Pourtant le Grim Reaper n’est pas un monstre. Contrairement à ses congénères, il tue sans cruauté et n’y prend aucun plaisir. Devant les dépouilles sans vie de ses missions accomplies, il s’entaille pour verser quelques gouttes de son sang en offrande puis ajoute une rengaine à peine audible : « Pardonne-moi ». Un bourreau malgré lui, qui accepte toutes les facettes de cette ville pour atteindre ses deux buts : le bien de son petit-frère qu’il veut protéger de tout danger et la recherche de son père, co-fondateur du gang des Grave Diggers et disparu depuis 14 ans… Car il lui voue une haine féroce et veut le tuer. Une traque et une vengeance encore mystérieuses qui n’empêchera pas des sursauts d’humanisme dans la tache quotidienne de notre assassin : ce premier volume s’achève en effet par sa rébellion contre le fils du chef des Grave Diggers… Mais je ne vous en dis pas plus !

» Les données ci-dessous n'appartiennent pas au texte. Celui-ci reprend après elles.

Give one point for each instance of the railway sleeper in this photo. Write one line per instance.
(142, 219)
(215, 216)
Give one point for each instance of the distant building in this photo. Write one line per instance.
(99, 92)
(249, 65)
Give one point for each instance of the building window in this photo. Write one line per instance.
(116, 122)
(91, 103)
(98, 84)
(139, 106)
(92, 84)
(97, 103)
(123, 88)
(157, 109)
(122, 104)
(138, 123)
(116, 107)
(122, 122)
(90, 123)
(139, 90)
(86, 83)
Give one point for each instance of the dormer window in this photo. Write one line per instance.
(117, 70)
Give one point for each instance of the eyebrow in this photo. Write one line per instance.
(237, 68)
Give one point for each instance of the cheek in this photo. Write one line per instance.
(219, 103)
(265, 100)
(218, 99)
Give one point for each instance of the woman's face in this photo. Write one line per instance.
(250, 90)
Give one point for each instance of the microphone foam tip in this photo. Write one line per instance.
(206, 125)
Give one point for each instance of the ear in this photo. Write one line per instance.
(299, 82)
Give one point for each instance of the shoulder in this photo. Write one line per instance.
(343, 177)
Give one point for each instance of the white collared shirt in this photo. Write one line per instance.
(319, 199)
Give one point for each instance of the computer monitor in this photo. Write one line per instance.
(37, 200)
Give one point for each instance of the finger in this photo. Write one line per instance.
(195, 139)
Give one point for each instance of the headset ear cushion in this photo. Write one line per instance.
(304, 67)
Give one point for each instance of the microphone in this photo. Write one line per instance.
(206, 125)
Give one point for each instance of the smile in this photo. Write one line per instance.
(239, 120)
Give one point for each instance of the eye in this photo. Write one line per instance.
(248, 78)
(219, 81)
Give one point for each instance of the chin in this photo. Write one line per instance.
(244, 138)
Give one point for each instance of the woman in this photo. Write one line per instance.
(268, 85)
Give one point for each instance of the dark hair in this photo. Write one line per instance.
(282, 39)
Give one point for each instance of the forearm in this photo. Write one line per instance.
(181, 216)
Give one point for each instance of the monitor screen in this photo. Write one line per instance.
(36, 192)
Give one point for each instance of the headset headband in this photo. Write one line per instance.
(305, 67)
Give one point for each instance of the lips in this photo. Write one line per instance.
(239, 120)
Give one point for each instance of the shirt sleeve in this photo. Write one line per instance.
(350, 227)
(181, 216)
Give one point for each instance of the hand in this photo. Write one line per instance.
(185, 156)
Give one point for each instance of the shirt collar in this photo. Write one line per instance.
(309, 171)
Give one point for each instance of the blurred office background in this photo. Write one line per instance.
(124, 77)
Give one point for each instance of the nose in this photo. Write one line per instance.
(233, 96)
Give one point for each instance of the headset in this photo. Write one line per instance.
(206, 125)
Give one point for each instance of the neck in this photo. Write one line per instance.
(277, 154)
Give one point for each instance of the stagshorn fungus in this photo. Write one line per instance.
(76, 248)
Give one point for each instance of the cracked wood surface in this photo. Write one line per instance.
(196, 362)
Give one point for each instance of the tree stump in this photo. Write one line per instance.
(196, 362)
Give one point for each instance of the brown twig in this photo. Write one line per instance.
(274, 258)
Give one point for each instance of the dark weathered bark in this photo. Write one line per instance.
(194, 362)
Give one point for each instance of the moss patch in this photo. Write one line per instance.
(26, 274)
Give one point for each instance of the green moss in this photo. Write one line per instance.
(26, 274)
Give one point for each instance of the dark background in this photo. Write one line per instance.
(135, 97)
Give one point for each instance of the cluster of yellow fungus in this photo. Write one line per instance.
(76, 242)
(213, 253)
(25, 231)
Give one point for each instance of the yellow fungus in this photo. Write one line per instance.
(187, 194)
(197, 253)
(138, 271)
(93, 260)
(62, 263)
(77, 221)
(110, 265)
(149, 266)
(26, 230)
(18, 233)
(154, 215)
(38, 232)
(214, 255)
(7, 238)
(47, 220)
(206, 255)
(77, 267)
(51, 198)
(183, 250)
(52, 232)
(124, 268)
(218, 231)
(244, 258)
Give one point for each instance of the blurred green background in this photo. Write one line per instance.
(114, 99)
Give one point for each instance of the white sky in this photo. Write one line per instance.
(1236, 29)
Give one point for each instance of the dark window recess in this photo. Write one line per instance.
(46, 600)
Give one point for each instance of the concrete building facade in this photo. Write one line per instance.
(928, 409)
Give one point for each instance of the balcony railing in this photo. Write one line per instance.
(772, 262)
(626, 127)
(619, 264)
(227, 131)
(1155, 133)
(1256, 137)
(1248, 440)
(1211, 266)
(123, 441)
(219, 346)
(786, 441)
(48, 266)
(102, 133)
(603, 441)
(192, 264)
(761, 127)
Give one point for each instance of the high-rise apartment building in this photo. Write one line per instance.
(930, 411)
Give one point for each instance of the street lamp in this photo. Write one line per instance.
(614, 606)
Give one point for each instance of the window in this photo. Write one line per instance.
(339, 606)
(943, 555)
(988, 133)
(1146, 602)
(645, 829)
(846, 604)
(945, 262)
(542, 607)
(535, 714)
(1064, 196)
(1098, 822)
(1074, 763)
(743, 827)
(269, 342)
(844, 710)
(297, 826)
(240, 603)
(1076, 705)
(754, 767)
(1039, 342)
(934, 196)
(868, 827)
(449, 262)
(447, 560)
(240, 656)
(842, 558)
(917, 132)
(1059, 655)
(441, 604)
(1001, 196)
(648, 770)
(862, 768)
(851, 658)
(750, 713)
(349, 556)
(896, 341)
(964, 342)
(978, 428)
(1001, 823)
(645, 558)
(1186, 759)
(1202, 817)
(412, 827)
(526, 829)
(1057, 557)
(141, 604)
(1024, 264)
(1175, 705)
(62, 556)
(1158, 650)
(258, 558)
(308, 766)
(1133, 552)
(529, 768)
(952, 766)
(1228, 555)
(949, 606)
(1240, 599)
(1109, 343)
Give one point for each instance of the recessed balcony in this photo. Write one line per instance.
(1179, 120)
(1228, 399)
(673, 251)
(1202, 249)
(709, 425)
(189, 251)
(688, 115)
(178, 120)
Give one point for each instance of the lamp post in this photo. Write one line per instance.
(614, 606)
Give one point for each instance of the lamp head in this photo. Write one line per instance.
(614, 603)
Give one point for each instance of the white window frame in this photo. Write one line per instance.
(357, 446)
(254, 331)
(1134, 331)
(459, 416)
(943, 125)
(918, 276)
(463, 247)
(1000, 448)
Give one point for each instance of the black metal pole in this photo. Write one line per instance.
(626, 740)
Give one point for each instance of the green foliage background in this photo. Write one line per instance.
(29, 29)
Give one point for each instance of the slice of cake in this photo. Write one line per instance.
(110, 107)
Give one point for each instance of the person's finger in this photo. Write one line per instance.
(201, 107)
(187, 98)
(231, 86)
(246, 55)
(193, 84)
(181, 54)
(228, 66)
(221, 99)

Dans la grande lignée des westerns dramatiques et dans une maîtrise renouvelée de son art, Masasumi Kakizaki entame donc une aventure sombre, cruelle et sanglante. Les mangas de western sont rares, et Green Blood en est un qui démarre sous d’excellents auspices, alors profitez-en !
Fiche descriptive
Auteur : Masasumi Kakizaki
Date de parution du dernier tome : 04 juillet 2013
Éditeurs fr/jp : Ki-oon / Kodansha
Nombre de pages : 198
Prix de vente : 7.65€
Nombre de volumes : 1/5 (terminé)
Visuels GREEN BLOOD © Masasumi Kakizaki / Kodansha Ltd.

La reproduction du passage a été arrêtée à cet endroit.